This.context() VS this.context().flow in custom node


I would appreciate it if you could review the code at this link:

In line 15, I have to use this.context().flow instead of this.context() for the code to function correctly. When I use this.context(), I’ve noticed that the code sometimes executes node.status({ fill: "blue", shape: "dot", text: "waiting for trigger" }) (found in line 24), on unexpected moments. However, when I use this.context().flow, it only executes after the first deployment, as I would expect.

This is my first node and many things are new to me.
So it might be a silly question, but I really want to know why i can't use this.context() in my code.

Thank you in advance.


I have moved this to Developing Nodes - and its great to hear, another contributor is adding to the cause!

A few Pointers....

During the init phase (OperateLogicNode) I wouldn't attempt to output anything (Line : 23)

Node RED is still getting it's S**t together about this node during this phase, if you need to output anything at this early boot stage, add a delay (setTimeout)

This may extend to status I'm not entirely sure.

as for context.

  • this.context() - The nodes own context
  • this.context().flow - The context of the flow that the node lives (you cant use this for config nodes)
  • this.context().global - The global context

var VS, let VS const

Use const if the value never changes... BUT a mutable object still never changes its pointer, so still use const for these.

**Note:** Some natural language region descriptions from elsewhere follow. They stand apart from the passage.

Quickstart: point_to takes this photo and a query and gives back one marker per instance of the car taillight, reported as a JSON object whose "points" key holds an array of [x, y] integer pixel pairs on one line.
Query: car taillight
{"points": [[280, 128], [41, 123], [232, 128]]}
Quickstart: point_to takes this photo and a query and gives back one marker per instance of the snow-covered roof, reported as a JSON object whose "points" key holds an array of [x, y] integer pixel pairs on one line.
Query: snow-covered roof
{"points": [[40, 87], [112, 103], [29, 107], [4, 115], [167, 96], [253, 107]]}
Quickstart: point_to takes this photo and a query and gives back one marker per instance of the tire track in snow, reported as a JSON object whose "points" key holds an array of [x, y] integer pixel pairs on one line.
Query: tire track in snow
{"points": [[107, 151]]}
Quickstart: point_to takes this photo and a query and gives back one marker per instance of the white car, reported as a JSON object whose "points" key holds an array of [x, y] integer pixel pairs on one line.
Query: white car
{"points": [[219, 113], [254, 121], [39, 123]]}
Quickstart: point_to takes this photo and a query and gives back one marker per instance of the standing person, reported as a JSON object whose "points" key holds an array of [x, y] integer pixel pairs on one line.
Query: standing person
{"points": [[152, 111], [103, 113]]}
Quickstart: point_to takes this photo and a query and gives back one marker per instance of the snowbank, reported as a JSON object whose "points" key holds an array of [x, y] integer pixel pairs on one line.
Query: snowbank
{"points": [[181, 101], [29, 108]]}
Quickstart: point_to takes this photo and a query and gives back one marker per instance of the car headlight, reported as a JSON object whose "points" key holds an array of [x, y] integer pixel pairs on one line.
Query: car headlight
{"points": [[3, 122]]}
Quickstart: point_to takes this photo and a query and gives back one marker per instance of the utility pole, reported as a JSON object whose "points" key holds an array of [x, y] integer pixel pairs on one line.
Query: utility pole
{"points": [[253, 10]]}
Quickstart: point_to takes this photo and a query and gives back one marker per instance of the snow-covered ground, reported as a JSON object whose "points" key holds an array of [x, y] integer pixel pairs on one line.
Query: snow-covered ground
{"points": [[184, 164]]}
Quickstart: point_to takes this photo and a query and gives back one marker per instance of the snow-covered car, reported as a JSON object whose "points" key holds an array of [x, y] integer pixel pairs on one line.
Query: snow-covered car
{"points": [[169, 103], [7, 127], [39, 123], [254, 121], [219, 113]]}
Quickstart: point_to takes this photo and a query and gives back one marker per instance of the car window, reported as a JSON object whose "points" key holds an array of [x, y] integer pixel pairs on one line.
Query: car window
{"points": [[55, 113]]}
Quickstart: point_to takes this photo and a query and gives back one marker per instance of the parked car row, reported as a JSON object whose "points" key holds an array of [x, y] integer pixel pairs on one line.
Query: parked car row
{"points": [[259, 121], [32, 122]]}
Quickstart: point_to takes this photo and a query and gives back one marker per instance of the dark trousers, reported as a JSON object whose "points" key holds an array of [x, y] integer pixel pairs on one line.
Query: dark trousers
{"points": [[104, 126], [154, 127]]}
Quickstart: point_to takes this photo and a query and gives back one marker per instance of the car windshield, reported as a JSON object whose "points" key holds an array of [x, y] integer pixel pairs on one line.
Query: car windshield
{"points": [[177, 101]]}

Use let not var if the value changes.

var can be (and is) troublesome in todays javascript estate

I know its not a direct answer, but some of the above, may leave a few bread crumbs.
My advice will be, if you are attaching to significant areas during the init phase, add a small delay with setTimeout

And Welcome to the Forums :smile:

Thank you for quick response. I will change the code to your pointers.

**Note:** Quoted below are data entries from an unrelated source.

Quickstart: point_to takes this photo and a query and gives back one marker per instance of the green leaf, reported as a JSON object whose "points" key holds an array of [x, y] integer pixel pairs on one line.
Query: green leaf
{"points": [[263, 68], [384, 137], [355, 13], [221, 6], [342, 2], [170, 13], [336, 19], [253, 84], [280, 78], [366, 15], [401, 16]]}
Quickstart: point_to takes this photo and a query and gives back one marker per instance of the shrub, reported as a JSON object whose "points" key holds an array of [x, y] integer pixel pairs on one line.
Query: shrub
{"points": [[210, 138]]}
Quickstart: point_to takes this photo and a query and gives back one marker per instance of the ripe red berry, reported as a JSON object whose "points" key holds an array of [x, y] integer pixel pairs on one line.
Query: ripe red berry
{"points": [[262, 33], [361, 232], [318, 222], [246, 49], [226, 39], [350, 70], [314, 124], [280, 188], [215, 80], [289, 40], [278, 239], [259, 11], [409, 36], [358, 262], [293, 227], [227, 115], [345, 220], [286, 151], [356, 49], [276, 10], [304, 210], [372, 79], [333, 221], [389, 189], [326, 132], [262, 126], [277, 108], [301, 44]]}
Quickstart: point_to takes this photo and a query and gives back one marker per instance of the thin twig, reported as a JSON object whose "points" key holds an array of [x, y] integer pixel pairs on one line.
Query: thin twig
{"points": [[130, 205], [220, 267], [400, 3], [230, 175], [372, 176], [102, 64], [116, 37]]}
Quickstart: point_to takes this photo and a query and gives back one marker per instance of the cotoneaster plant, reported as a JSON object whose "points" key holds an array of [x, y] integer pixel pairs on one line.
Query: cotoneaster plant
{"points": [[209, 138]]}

I have conducted further tests comparing this.context() and this.context().flow. The differences (and probems i have) between the two are now somewhat clearer. When I use this.context().flow, I can freely restart Node-RED or alter the node settings, and it will still function correctly. It retains its state.

However, if I switch the code to this.context() and perform the same actions, it seems as if its previous state is lost and it does not operate as anticipated.

There must be something that i've missed.

I found the cause.
I didn't realise that on my test system the contextstorage in settings.js was disabled.:face_exhaling:

So when i use this.context();flow it seems it stores the data over restarts of the flows?

New question:
Can i rely on this setting for developing nodes?

It depends what you mean by that. Each individual user will choose whether they have persistent context enabled or not - that is not something your node can enforce.